Jean-Baptiste Colbert was also founder member of the Académie des Inscriptions et Belles-Lettres, an establishment set up earlier to choose inscriptions for medals and monuments celebrating the military victories of the Sun King, Louis XIV (1638–1715). (A third foundation, the
Académie Royale d'Architecture, was set up in 1671. Its purpose was to lay down the rules and refine the taste of formal French architecture.) Two French scientists who prepared the ground for the Académie Royale des Sciences, but who died before it was founded, were Marin Mersenne (1588–1648) and René Descartes (1596–1650). In 1611 Mersenne joined the Roman Catholic mendicant Order of Minims in Paris, and from 1614 to 1619 he taught philosophy at the Minim convent at Nevers. He was an ardent opponent of the pseudoscientific doctrines such as alchemy, astrology and related arcane arts, and this was mainly why he vigorously supported true science. He defended the philosophies of René Descartes and the astronomical theories of Galileo (1564–1642). He taught philosophy at the convent L'Annonciade in Paris, and from 1620 onwards he traveled throughout western Europe. Pierre Gassendi (1592–1655) was another French astronomer who did not live to see the foundation of the Académie Royale des Sciences. In about 1614 Gassendi received a doctorate in theology at Avignon and was ordained in the following year. He was persuaded by Mersenne to abandon mathematical and theological pursuits, but he took up astronomy and in 1631 he was the first to observe a transit of the planet Mercury across the face of the Sun.
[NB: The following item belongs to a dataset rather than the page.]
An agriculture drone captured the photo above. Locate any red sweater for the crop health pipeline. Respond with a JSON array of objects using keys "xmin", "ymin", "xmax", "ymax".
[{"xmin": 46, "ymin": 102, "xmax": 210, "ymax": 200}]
Sharing Scientific Knowledge

One of Mersenne's most important contributions to science was his long service as a communicator between philosophers and scientists throughout Europe. In his time there were no published scientific journals to distribute knowledge, and sometimes scientists such as astronomers could work for a lifetime on the same project without even knowing the existence of other workers in the field. Mersenne met many scientists on a regular basis and he corresponded at length with Descartes, Girard Desargues (1591–1661), Pierre de Fermat (1601–65), Blaise Pascal (1623–62) and Galileo. Mersenne was such a good communicator it was said that to inform him of a discovery meant to publish it throughout the whole of Europe.

From the 1660s onwards there was always great rivalry between the astronomical and other scientific establishments of England and France. It made for a competitive spirit, and it was responsible for many creative advances in both countries. In most cases the knowledge was published and willingly shared with similar scientific establishments in other developed countries such as Italy, Denmark, Holland and Germany. It was common for members of the French academy to travel to London to meet the Royal Society, and it was equally common for English scientists to make the return trip to Paris. The French had one advantage over the English, however,
because for most of Europe Paris was more accessible than London, and so scientists from countries such as Italy, Germany and the Netherlands were more common at their meetings.